Blast from the Past
Step Back into Music History with the American Classical Orchestra
Bach, Beethoven, and Mozart have been immortalized as giants of music. Their work is so embedded in Western culture that by the time a child is old enough to walk, he or she can probably recognize a tune or two written by one these composers. So it may come as a surprise that the renditions most people are accustomed to are quite different from what the original composers had in mind. The American Classical Orchestra, however, invites visitors to hear familiar pieces of music in a whole new way.
The ACO is New York City's premier period instrument orchestra and is a leader in the original instrument movement worldwide, specializing in music composed from the seventeenth through nineteenth centuries. Using historical techniques and instruments, the orchestra strives to recreate the sounds as the composers would have known them. "This is not a reenactment," says ACO founder and artistic director Thomas C. Crawford. "If we didn't have this repertoire, it wouldn't be worth it."
The original instrument movement emerged in the 1960s and 1970s in Europe and has since gained an international recognition as prestigious music organizations around the world have come to appreciate its value. The movement rests on one seemingly basic observation. "These composers wrote for the instruments they had available to them," Crawford explains. "Mozart and Beethoven wrote for those sounds, and those sounds were created for those composers."
The violins, horns, woodwinds, and other instruments that make up today's orchestra existed in significantly different forms at the time of the great classical composers, and they produced noticeably different sounds. "Instruments evolved as people wanted larger and more virtuosic orchestras," Crawford says. "They added valves to the horns, for example, so they could play more chromatic and advanced music. But the consequence is that the instrument no longer has the hunting horn sound that Beethoven would have been familiar with."
Another innovation that has changed the sound of the orchestra is the materials used for violin strings. While modern violin strings are normally made of metal or synthetic materials, baroque and classical string instruments were made with gut, a material made from the natural fibers found in sheep intestines. As Crawford explains, "As much had been gained as was lost. With this music, a whole string section of violins strung with gut just works. The texture opens up--you never have to say that the violins are too loud. You could never play Stravinsky on these instruments. But with this music, it just sounds right."
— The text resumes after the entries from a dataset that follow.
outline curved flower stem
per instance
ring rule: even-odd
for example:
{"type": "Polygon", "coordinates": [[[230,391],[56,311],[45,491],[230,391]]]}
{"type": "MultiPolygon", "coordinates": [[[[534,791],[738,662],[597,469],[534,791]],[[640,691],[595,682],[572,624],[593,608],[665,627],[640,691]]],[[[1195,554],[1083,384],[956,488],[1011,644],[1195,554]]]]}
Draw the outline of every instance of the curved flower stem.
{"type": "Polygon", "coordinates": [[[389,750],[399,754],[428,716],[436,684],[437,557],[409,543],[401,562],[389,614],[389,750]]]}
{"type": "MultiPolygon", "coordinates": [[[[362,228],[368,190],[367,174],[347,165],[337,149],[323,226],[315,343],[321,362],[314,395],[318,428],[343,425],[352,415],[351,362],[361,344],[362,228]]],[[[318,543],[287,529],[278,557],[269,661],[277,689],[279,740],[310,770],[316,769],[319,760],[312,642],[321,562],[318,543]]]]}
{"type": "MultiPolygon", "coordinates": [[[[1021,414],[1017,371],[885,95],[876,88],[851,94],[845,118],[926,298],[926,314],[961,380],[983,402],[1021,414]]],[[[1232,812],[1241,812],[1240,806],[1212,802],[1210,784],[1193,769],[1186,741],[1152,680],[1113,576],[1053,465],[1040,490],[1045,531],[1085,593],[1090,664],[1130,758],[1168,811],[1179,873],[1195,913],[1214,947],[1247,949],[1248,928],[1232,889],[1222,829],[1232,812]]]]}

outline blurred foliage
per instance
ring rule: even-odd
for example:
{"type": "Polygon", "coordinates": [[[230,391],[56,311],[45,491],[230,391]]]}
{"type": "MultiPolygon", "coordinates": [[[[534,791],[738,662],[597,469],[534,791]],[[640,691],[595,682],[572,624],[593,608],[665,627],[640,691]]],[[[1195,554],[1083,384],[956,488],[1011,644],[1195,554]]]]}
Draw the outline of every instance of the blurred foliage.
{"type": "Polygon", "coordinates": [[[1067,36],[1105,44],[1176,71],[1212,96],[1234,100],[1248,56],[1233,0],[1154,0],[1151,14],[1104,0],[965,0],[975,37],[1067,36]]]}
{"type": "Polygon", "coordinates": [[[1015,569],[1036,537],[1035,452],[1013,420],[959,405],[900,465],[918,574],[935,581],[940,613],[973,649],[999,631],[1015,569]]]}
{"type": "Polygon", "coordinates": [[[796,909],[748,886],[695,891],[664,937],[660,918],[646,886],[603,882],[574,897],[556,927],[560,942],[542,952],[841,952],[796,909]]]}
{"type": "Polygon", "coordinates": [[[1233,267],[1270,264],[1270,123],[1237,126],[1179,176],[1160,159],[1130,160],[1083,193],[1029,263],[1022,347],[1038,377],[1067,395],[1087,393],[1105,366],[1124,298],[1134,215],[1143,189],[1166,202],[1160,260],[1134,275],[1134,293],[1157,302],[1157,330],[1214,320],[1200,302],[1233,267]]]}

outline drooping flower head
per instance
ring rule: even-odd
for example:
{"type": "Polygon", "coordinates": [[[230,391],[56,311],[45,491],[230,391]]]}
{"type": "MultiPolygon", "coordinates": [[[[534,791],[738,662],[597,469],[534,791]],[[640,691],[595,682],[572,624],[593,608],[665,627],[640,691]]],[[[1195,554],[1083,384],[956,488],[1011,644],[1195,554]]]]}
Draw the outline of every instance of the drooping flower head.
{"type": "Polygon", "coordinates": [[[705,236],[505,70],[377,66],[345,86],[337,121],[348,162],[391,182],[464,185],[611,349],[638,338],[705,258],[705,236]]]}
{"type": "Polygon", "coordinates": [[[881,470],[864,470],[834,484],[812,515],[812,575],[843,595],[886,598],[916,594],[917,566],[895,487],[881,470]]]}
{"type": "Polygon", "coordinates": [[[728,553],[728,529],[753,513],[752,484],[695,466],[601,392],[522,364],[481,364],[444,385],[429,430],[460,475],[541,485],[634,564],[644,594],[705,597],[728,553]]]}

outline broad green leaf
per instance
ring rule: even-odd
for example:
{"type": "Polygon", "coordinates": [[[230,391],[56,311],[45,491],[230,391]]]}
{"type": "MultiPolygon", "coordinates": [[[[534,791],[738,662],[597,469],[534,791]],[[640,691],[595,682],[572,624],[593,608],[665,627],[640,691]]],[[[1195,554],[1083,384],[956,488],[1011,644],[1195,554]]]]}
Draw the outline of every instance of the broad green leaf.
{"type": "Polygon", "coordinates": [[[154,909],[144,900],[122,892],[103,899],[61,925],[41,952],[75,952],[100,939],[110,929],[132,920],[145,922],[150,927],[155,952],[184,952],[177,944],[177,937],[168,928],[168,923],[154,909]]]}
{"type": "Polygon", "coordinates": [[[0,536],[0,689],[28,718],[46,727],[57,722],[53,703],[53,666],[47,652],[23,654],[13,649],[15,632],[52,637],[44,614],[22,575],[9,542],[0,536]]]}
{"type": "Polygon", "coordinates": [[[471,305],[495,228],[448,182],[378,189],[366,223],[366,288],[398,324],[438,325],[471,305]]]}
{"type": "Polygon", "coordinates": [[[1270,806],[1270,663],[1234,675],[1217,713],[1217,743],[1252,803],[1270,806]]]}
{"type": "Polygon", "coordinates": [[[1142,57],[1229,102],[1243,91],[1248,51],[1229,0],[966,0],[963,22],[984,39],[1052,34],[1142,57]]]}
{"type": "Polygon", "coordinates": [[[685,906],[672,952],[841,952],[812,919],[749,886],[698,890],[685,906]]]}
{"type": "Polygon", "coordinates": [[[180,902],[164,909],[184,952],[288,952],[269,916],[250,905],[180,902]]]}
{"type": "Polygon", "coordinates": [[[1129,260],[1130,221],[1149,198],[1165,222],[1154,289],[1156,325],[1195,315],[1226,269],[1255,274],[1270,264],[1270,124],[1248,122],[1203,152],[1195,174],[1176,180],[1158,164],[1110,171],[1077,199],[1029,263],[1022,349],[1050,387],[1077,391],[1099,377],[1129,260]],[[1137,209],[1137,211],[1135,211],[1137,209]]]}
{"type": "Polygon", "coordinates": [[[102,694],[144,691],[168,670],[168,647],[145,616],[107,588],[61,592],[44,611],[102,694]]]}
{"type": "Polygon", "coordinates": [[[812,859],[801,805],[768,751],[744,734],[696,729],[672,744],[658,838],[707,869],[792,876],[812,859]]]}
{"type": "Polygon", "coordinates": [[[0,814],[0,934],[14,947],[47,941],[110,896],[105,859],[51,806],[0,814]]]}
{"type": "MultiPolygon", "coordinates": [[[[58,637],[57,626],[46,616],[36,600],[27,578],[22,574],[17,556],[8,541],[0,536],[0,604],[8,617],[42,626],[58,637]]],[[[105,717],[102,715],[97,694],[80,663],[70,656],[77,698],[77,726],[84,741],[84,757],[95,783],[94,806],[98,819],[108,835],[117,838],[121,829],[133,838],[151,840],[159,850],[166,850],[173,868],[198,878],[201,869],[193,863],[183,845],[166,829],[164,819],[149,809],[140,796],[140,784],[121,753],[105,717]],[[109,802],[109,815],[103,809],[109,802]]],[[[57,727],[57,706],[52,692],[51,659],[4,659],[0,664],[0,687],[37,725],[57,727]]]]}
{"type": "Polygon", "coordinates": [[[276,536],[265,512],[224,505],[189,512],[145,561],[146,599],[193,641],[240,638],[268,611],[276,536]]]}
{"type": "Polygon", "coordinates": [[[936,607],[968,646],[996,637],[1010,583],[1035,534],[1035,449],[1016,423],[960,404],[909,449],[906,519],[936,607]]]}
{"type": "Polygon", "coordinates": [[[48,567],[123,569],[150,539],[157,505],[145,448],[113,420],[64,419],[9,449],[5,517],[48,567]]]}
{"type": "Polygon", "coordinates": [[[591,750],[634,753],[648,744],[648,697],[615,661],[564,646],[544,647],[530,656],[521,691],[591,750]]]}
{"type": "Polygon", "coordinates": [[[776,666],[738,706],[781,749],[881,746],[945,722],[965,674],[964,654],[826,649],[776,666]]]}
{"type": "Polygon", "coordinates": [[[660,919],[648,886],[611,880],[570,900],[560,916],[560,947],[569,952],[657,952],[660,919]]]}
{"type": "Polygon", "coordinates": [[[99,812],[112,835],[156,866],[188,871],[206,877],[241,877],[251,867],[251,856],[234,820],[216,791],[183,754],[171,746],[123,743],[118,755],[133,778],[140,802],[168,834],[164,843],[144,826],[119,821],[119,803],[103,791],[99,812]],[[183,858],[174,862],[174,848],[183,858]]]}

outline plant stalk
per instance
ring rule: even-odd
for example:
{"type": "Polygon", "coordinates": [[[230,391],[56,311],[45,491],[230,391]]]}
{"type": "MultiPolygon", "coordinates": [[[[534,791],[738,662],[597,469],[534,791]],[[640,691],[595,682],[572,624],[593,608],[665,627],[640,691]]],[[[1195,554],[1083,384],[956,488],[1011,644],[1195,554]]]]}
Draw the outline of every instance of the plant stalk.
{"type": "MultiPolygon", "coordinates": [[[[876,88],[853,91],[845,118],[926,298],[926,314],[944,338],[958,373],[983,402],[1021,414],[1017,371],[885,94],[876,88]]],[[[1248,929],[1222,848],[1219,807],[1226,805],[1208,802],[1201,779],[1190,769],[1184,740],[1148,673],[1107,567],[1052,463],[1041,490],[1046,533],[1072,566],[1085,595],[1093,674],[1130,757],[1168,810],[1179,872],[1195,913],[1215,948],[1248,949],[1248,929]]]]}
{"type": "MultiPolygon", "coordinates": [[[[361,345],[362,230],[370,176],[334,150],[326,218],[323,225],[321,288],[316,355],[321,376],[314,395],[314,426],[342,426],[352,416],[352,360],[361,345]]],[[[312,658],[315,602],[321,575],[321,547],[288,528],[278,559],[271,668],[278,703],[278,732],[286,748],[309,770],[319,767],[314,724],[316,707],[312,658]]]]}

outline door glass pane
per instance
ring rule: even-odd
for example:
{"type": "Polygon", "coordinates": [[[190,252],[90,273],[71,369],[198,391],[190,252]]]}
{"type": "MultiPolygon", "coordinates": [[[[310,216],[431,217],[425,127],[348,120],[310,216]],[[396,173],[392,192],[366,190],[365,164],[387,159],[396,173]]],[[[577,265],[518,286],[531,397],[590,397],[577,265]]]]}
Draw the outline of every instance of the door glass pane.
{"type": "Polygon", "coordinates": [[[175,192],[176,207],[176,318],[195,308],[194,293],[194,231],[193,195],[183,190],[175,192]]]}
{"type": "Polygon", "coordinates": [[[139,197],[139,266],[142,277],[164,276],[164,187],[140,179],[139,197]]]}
Such a thing is not as easy to recreate as it sounds. "For the musicians, it's a huge transition. It requires purchasing an additional instrument and relearning techniques from the past," Crawford says. "Twenty years ago, we couldn't have done this--we didn't have the players. But little by little, we're acquiring players. It's related to work--as the movement has grown, there are more opportunities for these musicians. Universities and schools around the world are beginning to offer this as a course of study."
Devoted fans and newcomers alike can find something new to enjoy at one of ACO's performances. "In the end, the most rewarding part is when we have a collective experience. When you find it, you can tell--it's about hearing something beautiful."